Court of Appeals of Indiana.
Mar 18, 2015
31 N.E.3d 35 (Ind. App. 2015)

Opinion

No. 49A04–1406–CR–273.

03-18-2015

Patrick GREEN, Appellant–Defendant, v. STATE of Indiana, Appellee–Plaintiff.

Ruth Johnson, Marion County Public Defender Agency, Appellate Division, Timothy J. Burns Indianapolis, IN, Attorneys for Appellant. Gregory F. Zoeller, Attorney General of Indiana, Kenneth E. Biggins, Deputy Attorney General, Indianapolis, IN, Attorneys for Appellee.


Ruth Johnson, Marion County Public Defender Agency, Appellate Division, Timothy J. Burns Indianapolis, IN, Attorneys for Appellant.

Gregory F. Zoeller, Attorney General of Indiana, Kenneth E. Biggins, Deputy Attorney General, Indianapolis, IN, Attorneys for Appellee.

MEMORANDUM DECISION

KIRSCH, Judge.

[1] Following a bench trial, Patrick Green was convicted of animal cruelty, a Class A misdemeanor. He appeals raising two issues that we restate as:

See Ind.Code § 35–46–3–7(a)(1)(2). We note that, effective July 1, 2014, a new version of this statute was enacted, but because Green committed the offense in 2013, we will apply the statute in effect at that time.

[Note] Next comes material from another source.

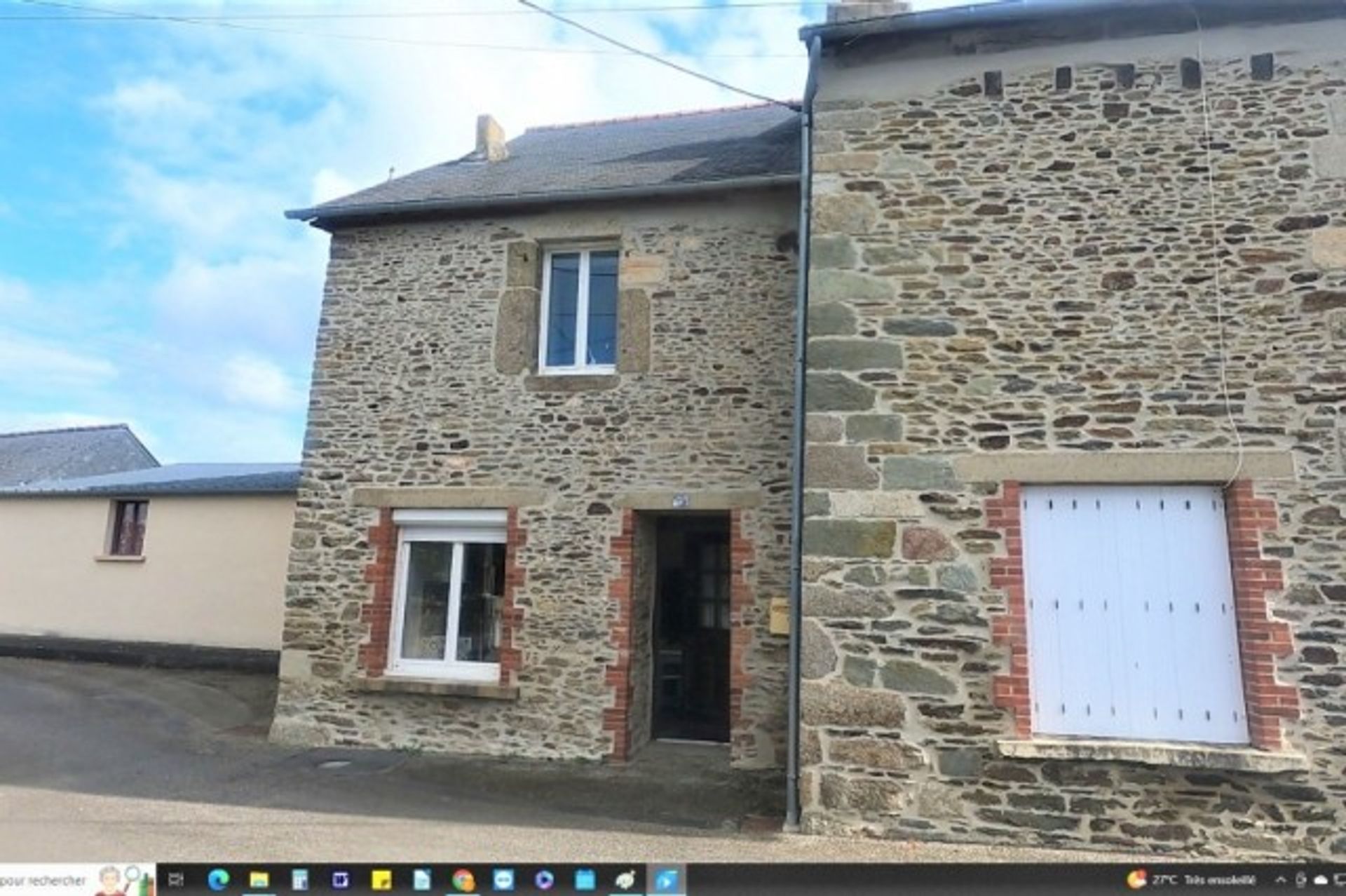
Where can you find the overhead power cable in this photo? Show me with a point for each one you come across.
(439, 14)
(655, 57)
(130, 15)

I. Whether the trial court erred in admitting evidence obtained by the animal control officer at the scene; and

II. Whether the State presented sufficient evidence to convict Green.

[2] We affirm.

Facts and Procedural History

[3] On March 12, 2013, Indianapolis Animal Care and Control (“ACC”) Officer Michael Bonito was dispatched to Green's residence in Indianapolis to investigate possible animal neglect. Officer Bonito advised Green of the reason for his visit, and Green was cooperative and friendly, escorting Officer Bonito to the backyard of the residence to view two dogs. One dog, gray in color, appeared healthy. Officer Bonito observed another dog, a brown pit bull, housed separately in a chain-link enclosure area that contained a plastic igloo-shaped kennel. The brown dog was emaciated; its hips, spine, and ribs bones were clearly visible and protruding. The dog had an open, infected wound on each front leg; one wound was open down to the bone. The dog's ankle joints were swollen to twice their normal size. At least one front leg was broken, such that the foot was at an unnatural angle, and the dog could not walk. There was food and water about a foot and a half away from the dog. Officer Bonito observed a large amount of urine and feces inside the dog's kennel.

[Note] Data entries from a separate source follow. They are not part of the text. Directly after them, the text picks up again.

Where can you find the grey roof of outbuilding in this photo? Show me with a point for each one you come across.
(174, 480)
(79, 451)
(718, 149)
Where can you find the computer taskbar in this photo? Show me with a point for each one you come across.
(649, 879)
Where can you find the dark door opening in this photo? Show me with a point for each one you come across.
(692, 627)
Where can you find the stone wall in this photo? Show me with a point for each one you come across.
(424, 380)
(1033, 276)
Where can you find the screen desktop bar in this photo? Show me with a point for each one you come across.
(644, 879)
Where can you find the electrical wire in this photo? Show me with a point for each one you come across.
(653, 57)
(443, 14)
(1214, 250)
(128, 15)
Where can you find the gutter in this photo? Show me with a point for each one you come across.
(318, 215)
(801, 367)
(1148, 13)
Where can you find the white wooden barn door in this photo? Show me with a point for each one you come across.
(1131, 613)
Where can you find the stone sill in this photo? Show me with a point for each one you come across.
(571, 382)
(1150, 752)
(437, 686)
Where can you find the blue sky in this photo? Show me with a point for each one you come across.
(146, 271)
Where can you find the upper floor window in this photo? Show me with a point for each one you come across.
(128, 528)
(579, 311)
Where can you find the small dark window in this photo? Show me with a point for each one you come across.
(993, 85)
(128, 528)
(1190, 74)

[4] Green told Officer Bonito that his son, Kenneth Green (“Kenneth”) was the dog's owner. Kenneth had brought the dog to Green's home several weeks prior and asked Green to temporarily keep the dog at his house, while Kenneth moved residences. Green permitted him to leave the dog, but told Kenneth that he was responsible for taking care of it. Green tried to feed the dog once, but the dog bit him. Green had poor eyesight, but could see the dog at the back of the lot and was aware that it had wounds, believing them to have been caused by a raccoon attack. Green explained to Officer Bonito that he did not have the financial resources to take the dog to a veterinarian, but that he had called his son multiple times and told him to come and get the dog and take care of it, but Kenneth had not done so. Green telephoned Kenneth while Officer Bonito was at the residence, and Officer Bonito spoke to Kenneth.

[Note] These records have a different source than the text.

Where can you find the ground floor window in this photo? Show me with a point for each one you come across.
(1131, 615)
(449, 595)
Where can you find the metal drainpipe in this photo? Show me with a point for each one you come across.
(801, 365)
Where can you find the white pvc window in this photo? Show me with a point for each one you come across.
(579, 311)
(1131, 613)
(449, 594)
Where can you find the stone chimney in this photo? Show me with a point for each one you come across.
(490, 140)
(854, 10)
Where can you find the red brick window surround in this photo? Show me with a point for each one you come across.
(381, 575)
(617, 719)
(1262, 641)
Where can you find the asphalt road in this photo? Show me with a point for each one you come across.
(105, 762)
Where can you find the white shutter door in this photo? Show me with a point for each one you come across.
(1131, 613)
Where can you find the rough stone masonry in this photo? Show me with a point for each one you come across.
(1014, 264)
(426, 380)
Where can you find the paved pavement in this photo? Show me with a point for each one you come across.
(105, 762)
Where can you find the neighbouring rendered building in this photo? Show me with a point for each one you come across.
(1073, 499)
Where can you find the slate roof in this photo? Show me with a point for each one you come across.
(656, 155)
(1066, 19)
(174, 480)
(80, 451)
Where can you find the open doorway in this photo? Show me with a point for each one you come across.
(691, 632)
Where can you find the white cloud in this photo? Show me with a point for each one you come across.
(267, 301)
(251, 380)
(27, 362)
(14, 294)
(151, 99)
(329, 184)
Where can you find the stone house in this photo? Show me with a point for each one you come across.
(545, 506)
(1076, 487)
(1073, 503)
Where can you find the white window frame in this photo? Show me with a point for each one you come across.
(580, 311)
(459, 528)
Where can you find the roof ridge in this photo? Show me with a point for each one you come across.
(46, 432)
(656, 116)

[5] Eventually, Officer Bonito loaded the dog onto a piece of plywood and, with Green's assistance, loaded the dog into his truck to transport it to ACC. During this time, Kenneth arrived at the scene. Officer Bonito conversed with Kenneth and issued citations to him for the lack of “care and treatment, ... no rabies tags, no [ ] identification.” Tr. at 30.

Although Officer Bonito's testimony indicates that he cited Kenneth, Green's brief indicates that “citations were issued to both [Green] and his son.” Appellant's Br. at 3.

[6] The dog was transported to ACC and, after being assessed, was euthanized. Thereafter, an ACC veterinarian examined the dog and determined that it was in a severe state of malnutrition, had muscle wasting and visible vertebrae, ribs and hips. It had overgrown nails and fleas crawling on fur. The wounds were open, and one was so deep that the bone was visible. The veterinarian indicated that sepsis was likely. She also testified that the wounds were not consistent with an animal attack. An ACC supervisor referred the matter for criminal prosecution.

[7] The State charged Green with Class A misdemeanor cruelty to an animal. It alleged that, on or about February 12, 2013 to March 12, 2013, Green recklessly, knowingly, or intentionally abandoned or neglected the brown dog by failing to provide adequate food and/or failing to seek veterinary care for an injury or illness that seriously endangered the life or health of the dog that was in Green's custody. Appellant's App. at 5.

[8] At the bench trial, the State called as witnesses: (1) Officer Bonito; (2) ACC veterinarian Natalie Mickelson (“Mickelson”); and (3) an ACC field supervisor, and Green later testified in his own case-in-chief. During Officer Bonito's testimony, he described his initial meeting with Green:

Q: And, did you come into contact with anyone when you came to that property?

A: I did. When I arrived, I came into contact with Mr. Patrick Green, uh, who was residing at the residence and I identified myself as an Officer with the City of Indianapolis, Animal Care and Control.

....

Q: Upon coming into contact with Patrick Green, what did you do?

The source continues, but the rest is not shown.